En route to their destination Diana and Dodi dined on caviar and lobster Thermidor. The mist lifted and they went up on deck, the soundtrack from the recent film The English Patient playing over the yacht’s sound system. “Have you seen the film?” Diana asked stewardess Debbie Gribble, who was serving them coffee and drinks. Gribble said she hadn’t “Well, you’ll cry when you do. I howled.” The sea was calm and they danced when the music segued into a series of Frank Sinatra songs. Later Gribble saw them kiss passionately, “But they still went back to their separate cabins.”
Although Sardinia is the second largest island after Sicily in the Mediterranean, thirty years earlier it was home only to fishermen in the villages along its coastline and bandits in the craggy mountains that constitute the greater part of the island. Since then, Karim Aga Khan and a syndicate had developed the north-east corner of the island into one of the most luxurious resorts in the world. It was called the Costa Smeralda (Emerald Coast) because it was edged by the sparkling green waters of the Tyrrhenian Sea. Porto Cervo, its sophisticated new harbour, was filled with some of the handsomest yachts that sailed the Mediterranean.
The Jonikal remained a little further out at sea than the other vessels. Diana was completely relaxed. She and Dodi swam and sunbathed the next day. That night they shared Dodi’s cabin, breakfasted in his suite and made calls from their mobile telephones, Diana to the boys and Rosa Monckton. By now she was confident of her feelings and wanting to let the world know. On their last day, photographers appeared in small craft in the waters around Porto Cervo and shot pictures of the couple as they drove one of the Jonikal’s speedboats to the beach on Corsica where they were photographed strolling hand in hand.
The famous, grainy picture of Diana and Dodi embracing in swim-wear was taken on the Jonikal, on 4 August, by a photographer with a long-range lens. Licensed for more than $1 million, its publication guaranteed that the lovers would be followed everywhere they went from now on by the voracious paparazzi. The image that was labelled “The Kiss” was an obvious personal statement. Certainly both Diana and Dodi knew that the paparazzi were within range and they could have had their passionate embrace in a more concealed spot on the boat.
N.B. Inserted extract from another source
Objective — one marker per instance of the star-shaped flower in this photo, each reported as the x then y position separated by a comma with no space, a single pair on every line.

Neither did they seem surprised the next day to see the front page of the Sun emblazoned with five frames under the banner headline “Di and Dodi: The Love Album.”
“They were two people very much in love,” a member of staff explains, “and they seemed proud of it.”
To Max Clifford, the public-relations supremo, Dodi had confided via his mobile phone, “The fact that she loves me as much as I love her is just incredible.”
On the return voyage to Nice, the Jonikal anchored for several hours in Monte Carlo. Dodi and Diana ended up in an exclusive jeweller’s where Dodi bought her a diamond bracelet. Then they looked at ring designs. Dodi ordered a $205,400 diamond-encrusted one with a large, square-cut centre stone framed by four triangular ones mounted on a wide diamond and platinum, dome-shaped band. Its catalogue name was “Tell Me Yes.”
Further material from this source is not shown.